3.2. Usage of Prepared Statements
Prepared Statements are a way to pre-compile a SQL statement and store it on the server. When the statement needs to be executed, only the parameters need to be sent. Prepared Statements prevent SQL Injection attacks by ensuring that the SQL statement and the parameters are separate. FastAPI provides support for Prepared Statements using the third-party aiohttp-sqlalchemy extension. You can install it using the following command:
pip install aiohttp-sqlalchemy
Here's an example:
from fastapi import FastAPI, Depends
from sqlalchemy.ext.asyncio import create_async_engine, AsyncSession
from sqlalchemy.sql import text
from sqlalchemy.ext.declarative import declarative_base
from aiohttp_sqlalchemy import SQLAlchemyMiddleware, register_session
from models import User
app = FastAPI()
# Database settings
DATABASE_URL = 'postgresql+asyncpg://user:password@localhost/dbname'
engine = create_async_engine(DATABASE_URL, echo=True, future=True, connect_args={'connect_timeout': 5})
# Middleware
Base = declarative_base()
app.middlewares.append(SQLAlchemyMiddleware(db_url=DATABASE_URL, engine=engine, base=Base))
# Dependency
async def get_session() -> AsyncSession:
async with register_session(engine) as session:
yield session
@app.post('/add-user/')
async def add_user(user: User, session: AsyncSession = Depends(get_session)):
stmt = text('INSERT INTO users (username, password) VALUES (:username, :password)')
stmt = stmt.bindparams(username=user.username, password=user.password)
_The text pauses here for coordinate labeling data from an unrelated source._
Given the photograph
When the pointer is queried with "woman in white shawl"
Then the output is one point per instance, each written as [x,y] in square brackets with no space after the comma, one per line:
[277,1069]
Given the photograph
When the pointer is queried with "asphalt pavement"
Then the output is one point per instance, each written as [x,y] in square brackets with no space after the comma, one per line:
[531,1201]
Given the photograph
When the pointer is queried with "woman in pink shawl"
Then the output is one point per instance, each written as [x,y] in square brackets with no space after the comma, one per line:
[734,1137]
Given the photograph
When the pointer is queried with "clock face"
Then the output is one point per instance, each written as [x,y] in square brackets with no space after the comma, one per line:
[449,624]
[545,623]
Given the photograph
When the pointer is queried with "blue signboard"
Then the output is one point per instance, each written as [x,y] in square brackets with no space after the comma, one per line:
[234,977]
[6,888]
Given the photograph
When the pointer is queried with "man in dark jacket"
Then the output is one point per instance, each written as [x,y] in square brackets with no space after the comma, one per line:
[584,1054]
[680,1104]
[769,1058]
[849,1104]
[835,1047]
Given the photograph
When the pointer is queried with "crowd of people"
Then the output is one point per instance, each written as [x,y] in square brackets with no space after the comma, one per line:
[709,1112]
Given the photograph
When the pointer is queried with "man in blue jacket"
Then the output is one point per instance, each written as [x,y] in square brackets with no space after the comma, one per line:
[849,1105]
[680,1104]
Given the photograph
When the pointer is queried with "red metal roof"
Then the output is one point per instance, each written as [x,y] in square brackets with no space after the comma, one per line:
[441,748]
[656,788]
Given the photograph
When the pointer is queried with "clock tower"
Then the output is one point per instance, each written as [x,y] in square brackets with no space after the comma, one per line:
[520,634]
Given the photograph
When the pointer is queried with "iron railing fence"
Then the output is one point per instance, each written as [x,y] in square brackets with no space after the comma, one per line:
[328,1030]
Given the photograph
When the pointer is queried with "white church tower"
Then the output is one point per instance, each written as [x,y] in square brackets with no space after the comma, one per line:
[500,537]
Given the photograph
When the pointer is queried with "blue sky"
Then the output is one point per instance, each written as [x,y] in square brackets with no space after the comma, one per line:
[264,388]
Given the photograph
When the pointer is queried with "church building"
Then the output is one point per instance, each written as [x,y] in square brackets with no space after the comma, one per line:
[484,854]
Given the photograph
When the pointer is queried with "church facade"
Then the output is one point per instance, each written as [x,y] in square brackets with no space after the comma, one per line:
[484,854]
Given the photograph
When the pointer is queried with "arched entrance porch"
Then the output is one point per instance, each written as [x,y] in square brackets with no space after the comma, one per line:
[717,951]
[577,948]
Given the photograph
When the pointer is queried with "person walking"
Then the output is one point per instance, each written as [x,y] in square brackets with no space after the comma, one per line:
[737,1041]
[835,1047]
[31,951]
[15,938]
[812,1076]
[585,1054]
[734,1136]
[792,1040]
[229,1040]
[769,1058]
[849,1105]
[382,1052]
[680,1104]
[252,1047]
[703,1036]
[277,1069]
await session.execute(stmt)
await session.commit()
return {'success': True}
In the above example, we use Prepared Statements to insert a user into the database. The aiohttp_sqlalchemy.SQLAlchemyMiddleware middleware is used to provide the SQLAlchemy session. We use the text() method to create the SQL statement and bind the parameters using bindparams(). The await session.execute() method safely executes the SQL statement and the await session.commit() method commits the changes to the database.
4. Conclusion
In this article, we learned how to implement request anti-fraud and security in FastAPI. We discussed how to prevent Request Forgery attacks using the CSRFProtect extension and how to prevent SQL Injection attacks using SQLAlchemy ORM and Prepared Statements. By following the best practices and using the built-in features of FastAPI, we can make our applications more secure and prevent malicious attacks.